Женщина объяснила мороженщице, что у старшей дочери эпилепсия, а сестричка страшно пугается каждый раз.
– Еще подумала, – сочувствовала баба, – такая красивая, обеспеченная, а на тебе – горе-то какое! И выглядела девчонка здоровой, что за болезнь такая, просто кулем свалилась. Хорошо, рядом отец на машине был…
– Что за автомобиль у них, не помните?
– Импортный, – уверенно ответила продавщица, – черный, блестящий, с капотом и багажником.
Ага, и на четырех колесах, надо полагать. Чудные приметы, моментально найдешь такую машину.
Я обошла всех торговцев на небольшой площадке. Но никто больше не запомнил красавицу с больной девочкой. К тому же большинство торговцев – украинцы, работают вахтовым методом – неделю здесь, неделю в другом районе.
Почувствовав внезапный голод, купила шаурму и присела на лавочку. Тут же подбежала бездомная рыжая собачка и стала преданно заглядывать в лицо. Я отдала ей сомнительного вида питу с мясом… Похоже, все концы оборваны. И все же, не поискать ли эту Орнестину? Вдруг это она увезла Надю и Полю? И газетчик, и Витя Гольянов заметили, что женщины просто на одно лицо. Тот ли это след, нет, но лучше такой, чем никакого.
ГЛАВА 4
Дома зрел скандал. Заплаканная Зайка сунула мне под нос кастрюльку с непонятным черно-белым содержимым.
– Попробуй!
Я осторожно подцепила ложкой неаппетитную массу и пожевала. На вкус напоминает размокшую туалетную бумагу.
– Что это?
– Рыбное фрикасе.
– А почему кусочки такие черные?
Зайка с грохотом поставила кастрюльку на плиту. Фрикасе взметнулось вверх и частично шлепнулось на пол.

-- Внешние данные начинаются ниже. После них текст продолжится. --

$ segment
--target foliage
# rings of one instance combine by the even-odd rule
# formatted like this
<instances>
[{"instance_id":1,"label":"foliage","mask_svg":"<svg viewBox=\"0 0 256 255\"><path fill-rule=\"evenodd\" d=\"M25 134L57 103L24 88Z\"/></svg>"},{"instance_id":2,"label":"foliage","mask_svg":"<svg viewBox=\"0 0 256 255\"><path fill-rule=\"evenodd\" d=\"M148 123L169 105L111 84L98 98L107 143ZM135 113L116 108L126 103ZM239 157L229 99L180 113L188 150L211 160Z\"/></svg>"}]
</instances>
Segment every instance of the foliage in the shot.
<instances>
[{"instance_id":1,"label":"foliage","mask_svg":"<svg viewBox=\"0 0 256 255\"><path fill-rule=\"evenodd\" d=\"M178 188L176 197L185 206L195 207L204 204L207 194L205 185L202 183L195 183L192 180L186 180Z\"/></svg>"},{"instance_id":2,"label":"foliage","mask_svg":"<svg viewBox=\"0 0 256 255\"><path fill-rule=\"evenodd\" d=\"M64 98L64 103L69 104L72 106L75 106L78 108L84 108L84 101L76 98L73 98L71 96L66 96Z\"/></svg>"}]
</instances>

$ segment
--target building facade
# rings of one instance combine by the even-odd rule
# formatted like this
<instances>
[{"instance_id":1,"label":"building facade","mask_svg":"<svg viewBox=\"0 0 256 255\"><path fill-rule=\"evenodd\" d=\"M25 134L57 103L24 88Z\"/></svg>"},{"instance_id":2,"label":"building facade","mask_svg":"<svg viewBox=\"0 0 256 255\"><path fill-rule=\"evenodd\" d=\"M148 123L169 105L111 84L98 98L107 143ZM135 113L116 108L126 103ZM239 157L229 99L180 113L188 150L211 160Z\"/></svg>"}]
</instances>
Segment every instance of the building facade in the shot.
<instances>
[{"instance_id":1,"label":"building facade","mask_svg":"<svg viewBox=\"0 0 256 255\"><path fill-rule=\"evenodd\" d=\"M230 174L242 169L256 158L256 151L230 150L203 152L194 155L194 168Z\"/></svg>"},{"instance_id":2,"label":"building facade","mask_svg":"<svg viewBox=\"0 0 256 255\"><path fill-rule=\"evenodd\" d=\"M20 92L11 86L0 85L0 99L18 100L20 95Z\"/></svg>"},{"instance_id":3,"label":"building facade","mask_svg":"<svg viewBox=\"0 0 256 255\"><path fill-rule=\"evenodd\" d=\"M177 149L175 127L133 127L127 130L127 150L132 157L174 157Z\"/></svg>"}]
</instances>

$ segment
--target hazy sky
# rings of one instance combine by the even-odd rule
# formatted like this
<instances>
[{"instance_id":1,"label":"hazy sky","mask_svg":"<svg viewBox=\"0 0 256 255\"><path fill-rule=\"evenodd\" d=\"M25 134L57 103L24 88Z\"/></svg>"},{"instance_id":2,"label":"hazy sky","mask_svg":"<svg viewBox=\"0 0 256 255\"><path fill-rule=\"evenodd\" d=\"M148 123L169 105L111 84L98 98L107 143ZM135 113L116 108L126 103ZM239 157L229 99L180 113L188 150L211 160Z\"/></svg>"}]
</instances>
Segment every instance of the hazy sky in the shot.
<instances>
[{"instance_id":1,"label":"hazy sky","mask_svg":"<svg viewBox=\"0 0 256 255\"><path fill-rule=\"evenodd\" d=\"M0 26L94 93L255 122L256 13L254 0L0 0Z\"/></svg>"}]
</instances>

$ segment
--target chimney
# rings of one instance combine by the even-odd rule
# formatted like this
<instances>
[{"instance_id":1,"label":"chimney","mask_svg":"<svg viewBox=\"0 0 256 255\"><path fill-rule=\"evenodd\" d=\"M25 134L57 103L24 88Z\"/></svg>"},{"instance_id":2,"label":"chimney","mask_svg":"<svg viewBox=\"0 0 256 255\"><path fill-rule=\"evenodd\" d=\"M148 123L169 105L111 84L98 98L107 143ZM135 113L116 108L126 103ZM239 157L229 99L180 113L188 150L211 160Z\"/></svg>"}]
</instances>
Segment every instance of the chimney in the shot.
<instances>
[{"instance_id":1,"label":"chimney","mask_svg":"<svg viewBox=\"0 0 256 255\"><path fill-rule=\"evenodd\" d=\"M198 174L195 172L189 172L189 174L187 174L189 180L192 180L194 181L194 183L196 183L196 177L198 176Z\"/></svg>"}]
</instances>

– Ну вот! И ты туда же! Подгорело чуть-чуть, можно и не заметить.
Я оглядела кухню. Повсюду грязная посуда, какие-то кулечки с продуктами и кулинарные книги. Все понятно. Ольга решила приготовить ужин. Но если я первую половину жизни провела в бедности и все-таки могла сварить бульон, сварганить яичницу и манную кашу, то Зайка пришла в наш дом восемнадцатилетней, прямо от папы с мамой.
А Ольгина мама Марина готовит так, что даже привередливый Аркашка облизывает тарелку с радостным повизгиванием. Так что дома Ольгу к плите не подпускали, а у нас в то время готовила Наташа. Надо отдать ей должное, все у нее получалось отлично, правда, иногда казалось необычным. Например, подруга добавляла в яичницу варенье. Мы сначала ужаснулись, но потом убедились, что блюдо страшно вкусное.